Conventional live performances marking Beethoven’s 250th birthday may be curtailed, but recordings already in the bag still pop up to remind us of the composer’s indomitable spirit. Stephen Hough and the Finnish Radio Symphony Orchestra went before the microphones with the five piano concertos last June, two weeks after public concerts in Helsinki. The result? Wonderful, almost miraculous.

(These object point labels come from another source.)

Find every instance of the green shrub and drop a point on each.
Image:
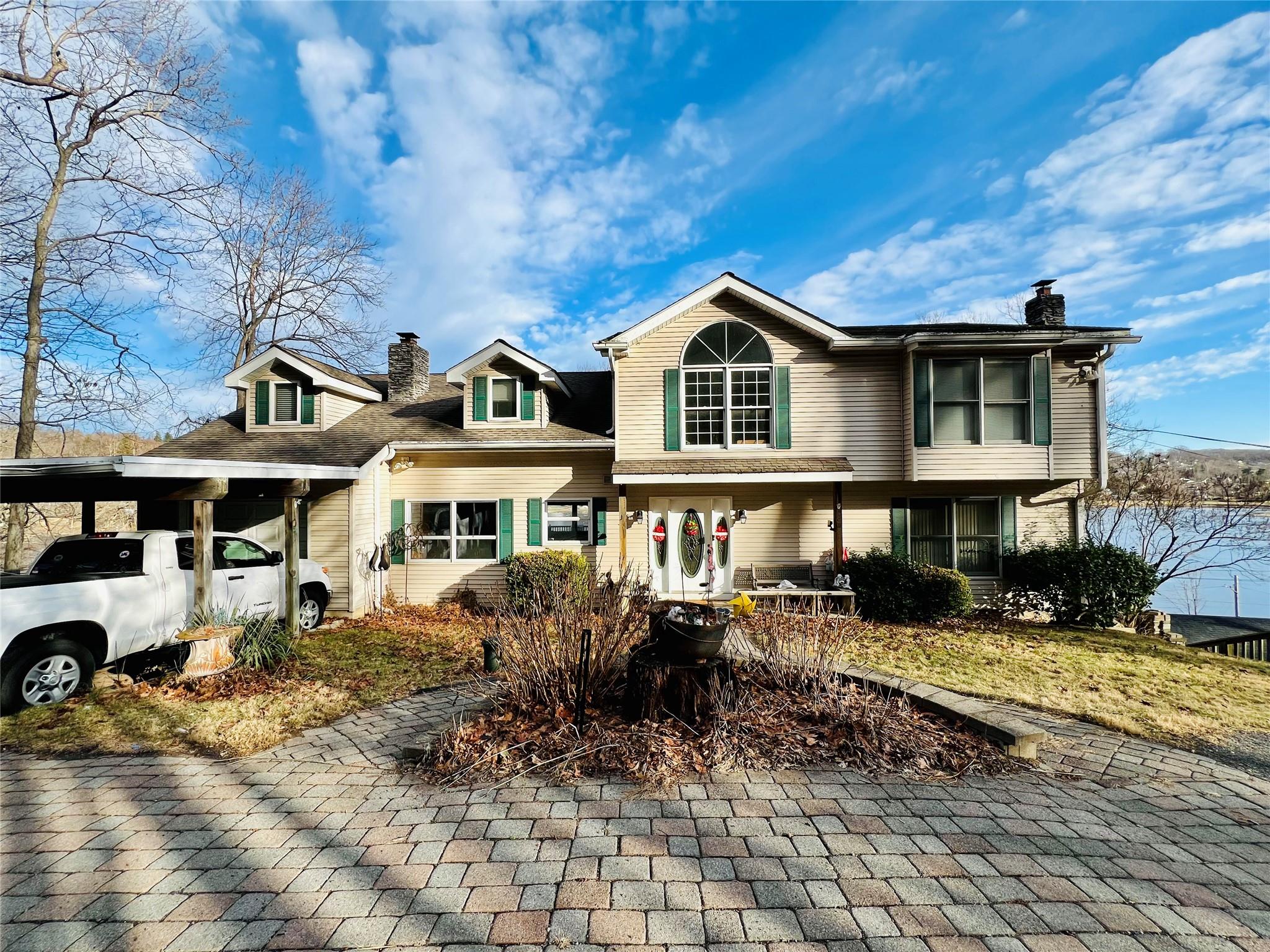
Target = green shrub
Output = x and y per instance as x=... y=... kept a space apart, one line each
x=1080 y=583
x=263 y=644
x=893 y=588
x=536 y=582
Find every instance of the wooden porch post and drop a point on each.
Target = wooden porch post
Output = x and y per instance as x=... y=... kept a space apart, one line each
x=291 y=522
x=202 y=555
x=837 y=528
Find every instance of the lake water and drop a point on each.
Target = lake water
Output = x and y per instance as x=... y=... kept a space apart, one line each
x=1213 y=588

Forget Hough’s brilliant fingers for the moment. The first joy to hit is the orchestra’s trim, warm, blended sound, the clear result of close grooming from its painstaking conductor, Hannu Lintu. You rarely find playing of such individual character from any broadcasting ensemble. Forces are relatively modest, with pairs of brass and woodwinds resting on a lightly comfortable bed of strings. It’s an orchestra that accommodates a soloist as a snug glove fits a hand, and even when Beethoven pits them against each other, loud versus soft, rough versus tender, you still feel the pair in dialogue, thinking each other’s thoughts.
As for Hough, there isn’t a colour, weight of attack or nuance of phrasing or rhythm that passes him by. Yet every effect, from the decorative flights in the early concertos to the imperial fortissimos of No 5, arrives and departs with natural ease. The most thrilling and moving performance? I’d nominate the kaleidoscopic No 3, blessed here with a particularly fiery Beethoven cadenza and a central largo so tenderly, thoughtfully stroked and probed that my tear ducts opened. No 4 is the runner-up: a total delight from the piano’s opening musings to the orchestra’s cute hesitation before the final chord. There are no losers, either, among the other three.